4.4. Similarity of Campylobacter Isolates

The identification of bands by RAPD analysis was not possible in all strains, due to failure of DNA amplification indicated by the absence of banding or the possible interference of nucleases; both cases can be identified in several strains [74].

For Campylobacter spp. from chicken carcasses, the failure to cluster reflects the presence of distinct species common in some regions, which include simultaneous contamination with C. consius, C. foetus, C. hyoilei, C. lari and C. mucosalis [75].

The formation of clusters containing strains from two or more meat matrices (Figure 3a) in Campylobacter spp. indicates greater proximity between isolates from distinct matrices. Modeling studies on genomic plasticity in Campylobacter demonstrate that this pathogen presents a generalist gradient that allows colonization of new niches and optimizes the ability to survive rapid transitions in different hosts, evidencing that the acquisition of the same strain may originate from more than one source [54].

Persistence of strains in the same state and in different periods has been identified in C. jejuni isolated from chicken carcasses. This maintenance indicates disregard of biosecurity standards and self-control programs coupled with the potential of the strains to establish themselves in the sessile life form and determine recurrent contamination of the final product. Indications of reintroduction and persistence of genetically identical strains have been investigated during the production cycle in broiler and turkeys, and intervention measures such as empty periods and microbial decontamination techniques reduce Campylobacter spp. prevalence in primary processing [76].

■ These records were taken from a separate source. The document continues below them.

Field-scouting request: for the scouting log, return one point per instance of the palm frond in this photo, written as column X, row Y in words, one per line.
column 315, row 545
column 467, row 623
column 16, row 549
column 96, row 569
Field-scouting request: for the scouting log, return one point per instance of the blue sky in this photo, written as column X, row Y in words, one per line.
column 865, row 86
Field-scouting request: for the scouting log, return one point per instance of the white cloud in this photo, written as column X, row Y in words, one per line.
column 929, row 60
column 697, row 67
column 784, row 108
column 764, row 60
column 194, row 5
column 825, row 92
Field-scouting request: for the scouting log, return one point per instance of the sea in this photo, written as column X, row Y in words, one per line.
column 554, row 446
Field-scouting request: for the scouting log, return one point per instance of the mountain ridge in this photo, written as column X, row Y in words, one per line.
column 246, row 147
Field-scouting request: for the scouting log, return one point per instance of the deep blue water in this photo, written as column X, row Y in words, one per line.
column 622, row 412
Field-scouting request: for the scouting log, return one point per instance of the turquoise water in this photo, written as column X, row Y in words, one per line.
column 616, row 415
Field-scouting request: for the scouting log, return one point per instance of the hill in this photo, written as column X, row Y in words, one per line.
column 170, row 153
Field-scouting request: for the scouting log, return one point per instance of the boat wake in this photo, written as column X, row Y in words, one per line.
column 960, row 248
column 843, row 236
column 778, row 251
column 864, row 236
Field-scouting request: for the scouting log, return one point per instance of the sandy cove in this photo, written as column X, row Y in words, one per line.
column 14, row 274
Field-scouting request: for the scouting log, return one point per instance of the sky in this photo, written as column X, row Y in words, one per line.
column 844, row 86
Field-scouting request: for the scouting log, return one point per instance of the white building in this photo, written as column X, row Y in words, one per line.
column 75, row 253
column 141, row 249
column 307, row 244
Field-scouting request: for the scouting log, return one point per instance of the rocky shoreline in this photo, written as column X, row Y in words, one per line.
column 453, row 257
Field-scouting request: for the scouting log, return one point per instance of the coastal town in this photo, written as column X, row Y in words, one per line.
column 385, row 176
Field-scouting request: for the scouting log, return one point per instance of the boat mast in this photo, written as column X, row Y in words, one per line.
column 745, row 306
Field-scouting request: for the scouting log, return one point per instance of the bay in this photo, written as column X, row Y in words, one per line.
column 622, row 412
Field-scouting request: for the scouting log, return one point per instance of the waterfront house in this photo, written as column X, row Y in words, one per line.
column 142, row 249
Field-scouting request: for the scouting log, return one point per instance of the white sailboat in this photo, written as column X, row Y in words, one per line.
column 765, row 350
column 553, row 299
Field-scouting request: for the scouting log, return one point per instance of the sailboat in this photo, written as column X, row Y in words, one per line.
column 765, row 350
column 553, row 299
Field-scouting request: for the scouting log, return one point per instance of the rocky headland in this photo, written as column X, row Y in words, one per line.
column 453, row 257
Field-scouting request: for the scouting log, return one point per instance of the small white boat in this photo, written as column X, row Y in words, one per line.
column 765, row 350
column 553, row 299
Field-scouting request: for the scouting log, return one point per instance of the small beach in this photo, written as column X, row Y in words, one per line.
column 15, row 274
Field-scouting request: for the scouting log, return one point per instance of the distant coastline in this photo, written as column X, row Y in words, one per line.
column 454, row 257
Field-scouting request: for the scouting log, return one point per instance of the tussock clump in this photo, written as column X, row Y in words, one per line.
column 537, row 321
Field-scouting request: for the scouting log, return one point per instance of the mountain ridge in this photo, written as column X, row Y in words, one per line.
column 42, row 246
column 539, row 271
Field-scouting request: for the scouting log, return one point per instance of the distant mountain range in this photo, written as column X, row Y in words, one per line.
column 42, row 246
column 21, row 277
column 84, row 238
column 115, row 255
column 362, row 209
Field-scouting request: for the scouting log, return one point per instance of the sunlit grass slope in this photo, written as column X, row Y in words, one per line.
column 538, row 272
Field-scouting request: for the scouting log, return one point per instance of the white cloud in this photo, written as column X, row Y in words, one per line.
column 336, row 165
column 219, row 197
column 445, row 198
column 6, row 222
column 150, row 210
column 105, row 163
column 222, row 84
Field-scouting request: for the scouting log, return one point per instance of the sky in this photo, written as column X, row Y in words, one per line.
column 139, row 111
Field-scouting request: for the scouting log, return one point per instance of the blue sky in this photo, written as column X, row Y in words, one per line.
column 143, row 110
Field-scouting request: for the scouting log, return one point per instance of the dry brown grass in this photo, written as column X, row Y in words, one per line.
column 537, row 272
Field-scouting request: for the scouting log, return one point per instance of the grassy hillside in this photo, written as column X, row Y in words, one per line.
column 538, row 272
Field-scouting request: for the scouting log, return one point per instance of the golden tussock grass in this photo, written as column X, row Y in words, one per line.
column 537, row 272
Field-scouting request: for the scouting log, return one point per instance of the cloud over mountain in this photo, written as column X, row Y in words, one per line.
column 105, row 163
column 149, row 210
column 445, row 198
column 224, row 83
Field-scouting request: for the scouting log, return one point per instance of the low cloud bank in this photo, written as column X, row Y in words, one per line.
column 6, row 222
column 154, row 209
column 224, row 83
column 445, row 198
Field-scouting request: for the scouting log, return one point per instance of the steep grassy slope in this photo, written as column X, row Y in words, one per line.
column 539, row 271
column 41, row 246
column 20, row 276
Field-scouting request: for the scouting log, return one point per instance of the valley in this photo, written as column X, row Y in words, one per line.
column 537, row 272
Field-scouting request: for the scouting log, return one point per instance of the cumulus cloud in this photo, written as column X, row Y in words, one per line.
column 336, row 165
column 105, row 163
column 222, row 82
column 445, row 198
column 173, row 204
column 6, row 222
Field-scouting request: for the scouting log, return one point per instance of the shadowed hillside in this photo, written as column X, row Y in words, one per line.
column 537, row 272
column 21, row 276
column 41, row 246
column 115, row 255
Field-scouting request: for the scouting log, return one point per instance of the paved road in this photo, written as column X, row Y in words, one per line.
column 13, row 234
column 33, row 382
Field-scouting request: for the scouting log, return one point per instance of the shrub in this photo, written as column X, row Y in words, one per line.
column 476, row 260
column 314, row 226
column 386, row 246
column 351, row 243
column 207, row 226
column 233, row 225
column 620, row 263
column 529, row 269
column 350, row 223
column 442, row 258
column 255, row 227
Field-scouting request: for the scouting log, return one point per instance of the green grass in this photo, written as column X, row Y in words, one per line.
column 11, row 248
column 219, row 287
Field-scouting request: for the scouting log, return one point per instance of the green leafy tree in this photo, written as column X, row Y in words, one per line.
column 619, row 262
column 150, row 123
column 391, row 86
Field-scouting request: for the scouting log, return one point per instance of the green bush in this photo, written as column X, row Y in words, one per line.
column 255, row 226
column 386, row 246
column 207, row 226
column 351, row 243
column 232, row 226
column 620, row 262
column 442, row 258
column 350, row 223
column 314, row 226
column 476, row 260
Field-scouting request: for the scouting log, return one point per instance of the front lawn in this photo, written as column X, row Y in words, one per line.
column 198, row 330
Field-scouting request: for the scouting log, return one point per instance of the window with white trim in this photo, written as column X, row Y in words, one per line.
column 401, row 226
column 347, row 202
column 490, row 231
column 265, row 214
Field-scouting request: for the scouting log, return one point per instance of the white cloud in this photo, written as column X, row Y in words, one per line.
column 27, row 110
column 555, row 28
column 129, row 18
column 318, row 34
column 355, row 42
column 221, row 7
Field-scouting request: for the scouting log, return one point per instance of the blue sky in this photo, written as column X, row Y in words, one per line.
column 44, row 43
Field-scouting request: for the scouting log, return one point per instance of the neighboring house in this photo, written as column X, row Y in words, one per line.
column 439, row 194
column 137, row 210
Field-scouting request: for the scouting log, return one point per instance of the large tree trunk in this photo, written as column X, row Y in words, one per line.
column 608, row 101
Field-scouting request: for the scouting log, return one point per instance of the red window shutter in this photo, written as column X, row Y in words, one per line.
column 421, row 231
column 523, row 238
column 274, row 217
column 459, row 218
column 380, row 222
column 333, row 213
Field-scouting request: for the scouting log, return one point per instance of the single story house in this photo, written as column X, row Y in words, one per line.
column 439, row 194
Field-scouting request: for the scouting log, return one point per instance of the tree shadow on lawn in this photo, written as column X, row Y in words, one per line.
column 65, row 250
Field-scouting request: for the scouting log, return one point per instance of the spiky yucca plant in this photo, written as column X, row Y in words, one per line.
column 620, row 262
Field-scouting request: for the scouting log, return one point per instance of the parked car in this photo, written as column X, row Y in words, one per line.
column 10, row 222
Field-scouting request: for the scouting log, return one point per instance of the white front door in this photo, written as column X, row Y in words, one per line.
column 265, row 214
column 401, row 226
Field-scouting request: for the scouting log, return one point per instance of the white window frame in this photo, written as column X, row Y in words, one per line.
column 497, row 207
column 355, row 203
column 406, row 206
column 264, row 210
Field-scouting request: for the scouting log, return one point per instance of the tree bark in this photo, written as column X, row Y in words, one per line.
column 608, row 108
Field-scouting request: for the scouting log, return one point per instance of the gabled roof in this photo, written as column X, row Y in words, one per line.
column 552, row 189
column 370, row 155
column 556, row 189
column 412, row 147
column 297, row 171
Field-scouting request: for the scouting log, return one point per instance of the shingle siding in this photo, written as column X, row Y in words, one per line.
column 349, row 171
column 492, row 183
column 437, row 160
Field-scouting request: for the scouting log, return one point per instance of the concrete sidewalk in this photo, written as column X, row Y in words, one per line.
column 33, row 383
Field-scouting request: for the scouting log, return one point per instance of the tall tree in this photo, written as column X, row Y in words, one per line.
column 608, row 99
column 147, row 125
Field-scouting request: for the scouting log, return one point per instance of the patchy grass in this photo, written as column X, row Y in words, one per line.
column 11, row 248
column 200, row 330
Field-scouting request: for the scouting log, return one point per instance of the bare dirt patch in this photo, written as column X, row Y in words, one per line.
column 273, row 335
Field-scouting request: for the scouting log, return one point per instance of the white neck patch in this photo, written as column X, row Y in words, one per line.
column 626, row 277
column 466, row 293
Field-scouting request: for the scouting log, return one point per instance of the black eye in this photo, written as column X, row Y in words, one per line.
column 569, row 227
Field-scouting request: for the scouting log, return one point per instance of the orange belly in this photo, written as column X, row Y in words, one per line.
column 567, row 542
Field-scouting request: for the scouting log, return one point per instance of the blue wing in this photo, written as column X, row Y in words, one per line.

The spread of genotypes across different regions of the country was the most identified fact in the strain similarity analysis. This indicates that the perpetuation of similar strains in different regions occurs due to the trade of products and that they can determine the dissemination of these profiles at a global level, considering the importance of the country in the export of animal protein [77].

5. Conclusions

We conclude from this study that multiple factors are involved in Campylobacter epidemiology, allowing a distribution among regions and the persistence of strains in chilled and frozen meats of different origins. The higher prevalences in chicken carcasses indicate the main focus of control in the country, but monitoring in bovine and porcine carcasses should be a central point to extend control. C. jejuni is the most important species in the country, but monitoring should be extended to other Campylobacter species, considering the high levels of resistance and virulence identified and the genetic plasticity of this genus. Selection pressure for emerging freeze-adapted, multivirulent and MDR strains indicates the need for a comprehensive assessment of Campylobacter molecular mechanisms as a measure to support the implementation of widespread surveillance strategies for this pathogen.